Если мы и разговариваем между собой, то очень тихо, перебрасываемся парой слов: приказания, ответы, пререкания, расспросы, новости о незнакомых людях. Ночью, когда от холода не уснуть, кто-то вдруг запоет в своем закуте и сразу перестанет, и никому в голову не придет попросить его спеть еще, хотя от тишины только хуже.

Несмотря на дожди, воды не хватает. Нас заживо пожирают вши и блохи. Мы покрыты коркой глины вперемешку с нашей собственной грязью и кровью. Я вспоминаю первые дни, когда, щеголяя новенькой бежевой формой и фетровыми кепи волонтеров с заморских территорий, мы с гордостью вышагивали по улицам Лондона под холодным декабрьским солнцем среди пехотинцев в красном, гренадеров, уланов из Двадцать седьмой и Двадцать восьмой дивизий Индийской армии во френчах и высоких белых тюрбанах. Я вспоминаю гулянья неподалеку от собора Святого Павла, эти новогодние дни, которым, казалось, не будет конца, кавалькады в заиндевелых парках, опьянение последних ночей, радость, с которой мы всходили с набережной Ватерлоо на борт гигантского «Дредноута», туманный рассвет на палубе. Окутанные брызгами люди в шинелях цвета хаки, добровольцы, прибывшие со всех концов земли, вглядывались с надеждой в горизонт, высматривая французский берег.

Все это так далеко сейчас, не верится, что это и правда было с нами. Усталость, голод, болезни затуманили нашу память, стерли воспоминания. Почему мы здесь сейчас? Зачем зарылись в эти траншеи, с черными от дыма лицами, в лохмотьях, заскорузлые от грязи, месяцами вдыхая эту вонь — запах нужника и смерти?

Мы привыкли к смерти, она стала нам безразлична. Мало-помалу она выкосила всех, с кем я познакомился в первые дни, когда мы катили в бронированных вагонах к станции Бов. Гигантская толпа, которую временами я видел сквозь щели в забитых досками окнах, шагала под дождем в сторону долины Изера, рассыпалась вдоль дорог, разделялась, соединялась, распадалась вновь.
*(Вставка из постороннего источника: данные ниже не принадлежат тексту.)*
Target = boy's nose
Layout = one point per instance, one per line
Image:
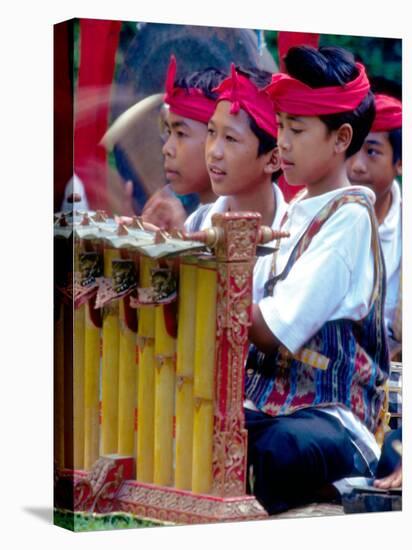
(283, 142)
(168, 149)
(214, 150)
(357, 165)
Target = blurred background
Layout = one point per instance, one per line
(103, 68)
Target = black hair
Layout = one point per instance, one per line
(333, 66)
(383, 85)
(205, 80)
(260, 78)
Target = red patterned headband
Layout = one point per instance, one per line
(191, 103)
(243, 94)
(292, 96)
(388, 114)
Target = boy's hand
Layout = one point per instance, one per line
(164, 210)
(392, 481)
(260, 334)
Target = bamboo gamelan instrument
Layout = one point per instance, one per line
(149, 382)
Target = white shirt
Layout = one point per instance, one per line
(261, 269)
(390, 233)
(332, 279)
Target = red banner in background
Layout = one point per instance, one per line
(98, 45)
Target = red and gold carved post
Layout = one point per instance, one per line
(235, 254)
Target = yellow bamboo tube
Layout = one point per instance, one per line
(78, 386)
(110, 367)
(145, 397)
(59, 387)
(184, 373)
(91, 390)
(202, 446)
(127, 385)
(204, 365)
(165, 347)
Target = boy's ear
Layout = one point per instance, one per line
(273, 164)
(398, 167)
(343, 138)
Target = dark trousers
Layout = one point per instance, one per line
(389, 459)
(294, 456)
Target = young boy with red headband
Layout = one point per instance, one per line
(191, 103)
(376, 166)
(316, 371)
(242, 158)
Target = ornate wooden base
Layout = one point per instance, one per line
(108, 488)
(172, 505)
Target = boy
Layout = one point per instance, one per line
(376, 166)
(241, 157)
(316, 372)
(191, 103)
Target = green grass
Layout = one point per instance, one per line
(85, 521)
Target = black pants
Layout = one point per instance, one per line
(294, 456)
(389, 459)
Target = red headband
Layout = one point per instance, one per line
(191, 103)
(243, 94)
(292, 96)
(388, 114)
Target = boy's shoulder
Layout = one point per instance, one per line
(195, 220)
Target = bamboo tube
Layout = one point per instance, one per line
(184, 373)
(78, 386)
(202, 446)
(164, 401)
(127, 385)
(145, 397)
(59, 386)
(68, 386)
(204, 365)
(110, 367)
(91, 390)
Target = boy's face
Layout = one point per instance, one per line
(373, 165)
(184, 154)
(306, 149)
(231, 152)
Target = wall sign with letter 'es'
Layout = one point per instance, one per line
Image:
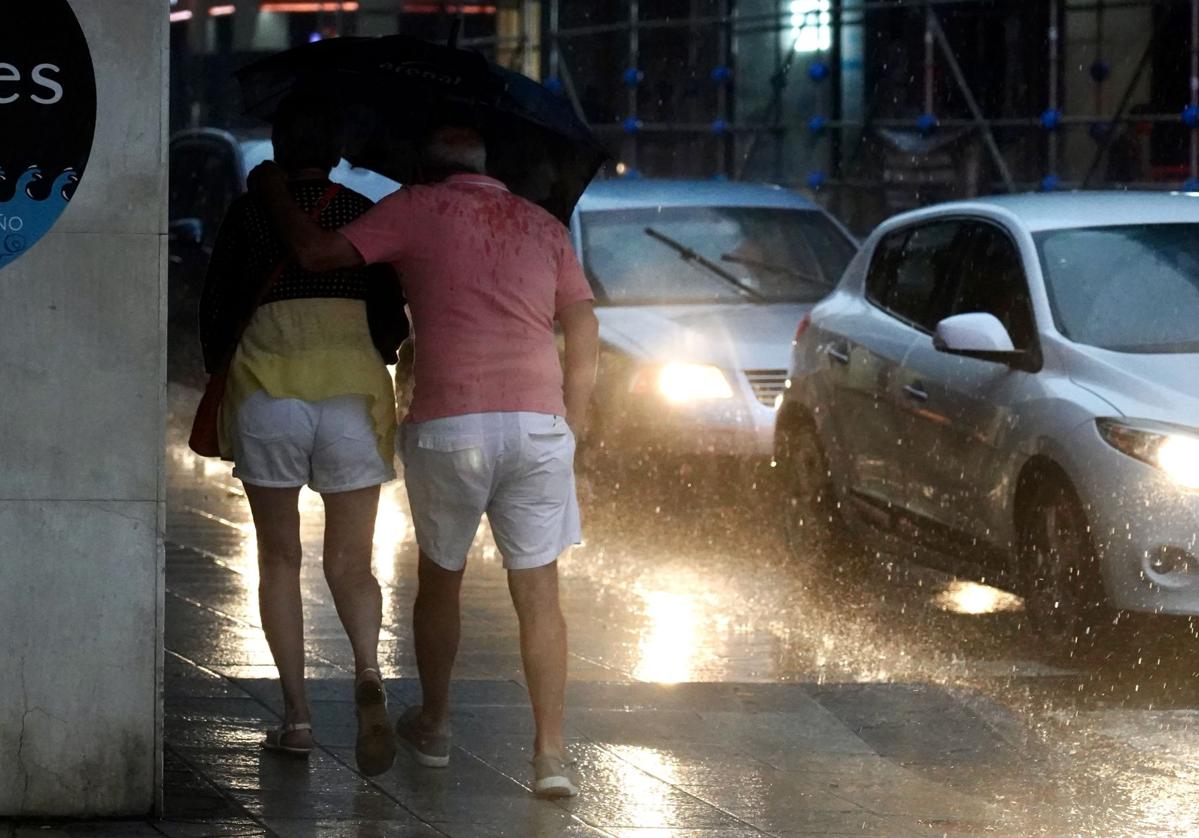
(47, 118)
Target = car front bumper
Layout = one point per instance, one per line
(1145, 530)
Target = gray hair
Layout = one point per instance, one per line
(457, 149)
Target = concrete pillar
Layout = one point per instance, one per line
(82, 417)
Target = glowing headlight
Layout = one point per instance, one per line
(1175, 453)
(692, 383)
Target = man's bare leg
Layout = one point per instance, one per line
(543, 652)
(435, 629)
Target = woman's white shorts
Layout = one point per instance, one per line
(329, 445)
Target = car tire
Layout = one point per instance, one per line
(812, 519)
(1062, 586)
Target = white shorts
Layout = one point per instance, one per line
(329, 445)
(518, 468)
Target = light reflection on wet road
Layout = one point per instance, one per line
(678, 588)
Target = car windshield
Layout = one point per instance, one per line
(712, 254)
(1128, 289)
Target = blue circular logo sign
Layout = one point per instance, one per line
(48, 113)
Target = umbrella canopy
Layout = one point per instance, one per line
(391, 88)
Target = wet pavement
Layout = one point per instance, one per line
(718, 687)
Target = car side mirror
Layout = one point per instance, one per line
(186, 231)
(980, 336)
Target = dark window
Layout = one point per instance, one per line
(204, 180)
(1130, 289)
(911, 271)
(990, 279)
(884, 263)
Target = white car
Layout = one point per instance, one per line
(698, 288)
(1013, 381)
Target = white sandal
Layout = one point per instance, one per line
(273, 740)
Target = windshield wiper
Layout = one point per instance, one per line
(773, 269)
(691, 255)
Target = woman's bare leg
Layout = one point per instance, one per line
(277, 524)
(349, 536)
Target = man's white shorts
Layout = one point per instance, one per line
(518, 468)
(329, 445)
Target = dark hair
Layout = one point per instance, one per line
(308, 133)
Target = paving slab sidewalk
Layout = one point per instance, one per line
(698, 760)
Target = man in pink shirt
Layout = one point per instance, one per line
(493, 419)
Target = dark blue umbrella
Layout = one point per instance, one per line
(391, 88)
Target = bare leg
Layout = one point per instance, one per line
(277, 524)
(435, 629)
(349, 535)
(543, 651)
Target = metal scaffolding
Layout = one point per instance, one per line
(831, 146)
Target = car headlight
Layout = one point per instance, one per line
(681, 383)
(1173, 452)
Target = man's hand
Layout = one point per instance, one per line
(266, 178)
(582, 332)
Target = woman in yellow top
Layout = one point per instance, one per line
(308, 402)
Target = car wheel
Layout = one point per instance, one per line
(811, 518)
(1064, 591)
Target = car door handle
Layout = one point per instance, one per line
(916, 390)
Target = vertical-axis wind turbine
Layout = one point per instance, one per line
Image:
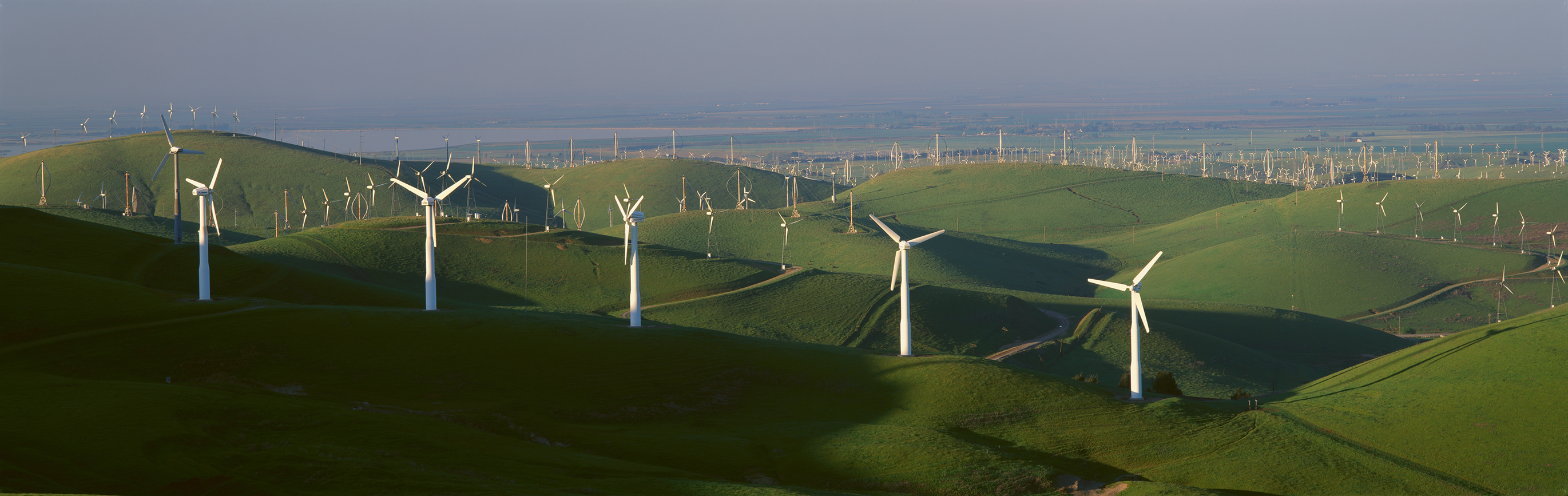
(900, 271)
(176, 153)
(631, 217)
(430, 233)
(1136, 370)
(204, 208)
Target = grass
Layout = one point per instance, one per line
(1328, 273)
(820, 242)
(1045, 201)
(557, 269)
(336, 399)
(1437, 404)
(860, 311)
(657, 180)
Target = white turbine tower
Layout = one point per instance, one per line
(1137, 315)
(631, 217)
(1459, 220)
(206, 208)
(1340, 225)
(784, 253)
(900, 271)
(176, 153)
(1383, 212)
(430, 235)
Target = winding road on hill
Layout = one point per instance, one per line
(1062, 328)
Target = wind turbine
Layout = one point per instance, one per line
(631, 217)
(784, 253)
(900, 271)
(174, 151)
(1522, 229)
(1380, 211)
(430, 235)
(1136, 370)
(1457, 220)
(1340, 225)
(549, 186)
(1419, 217)
(204, 206)
(1495, 211)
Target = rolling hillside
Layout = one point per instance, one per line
(822, 242)
(1467, 407)
(1045, 201)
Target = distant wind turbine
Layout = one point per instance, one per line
(900, 271)
(1136, 370)
(206, 208)
(430, 235)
Пятая Дивизия Морланда, Двадцать седьмая Сноу, Двадцать восьмая Бальфина, Первая канадская дивизия Олдерсона, ветераны октябрьских операций, к которым мы должны были присоединиться вместе с Территориальными и Экспедиционными войсками. Мы думали тогда о смерти — еще думали, но о смерти славной, говорили о ней между собой вечерами на привалах: как тот офицер шотландцев, что поднял своих солдат в атаку, выскочив с одной саблей в руке против германских пулеметов. На Коминском канале люди с нетерпением ждали приказа к наступлению, в упоении слушая далекую канонаду, не прекращающуюся ни днем, ни ночью, словно подземные громовые раскаты. Когда же наконец приказ поступил — вместе с сообщением о том, что части генерала Дугласа Хейга выступили в направлении Брюгге, — всех охватила буйная мальчишеская радость. Солдаты кричали «ура!», бросали в воздух фуражки, а мне вспоминались добровольцы с Родригеса, ожидавшие своей очереди у здания телеграфа. На берегах реки Лис к нам присоединилась французская кавалерия. В зимнем сумеречном свете их синие мундиры выглядели ненастоящими, напоминая брачное оперение диковинных птиц.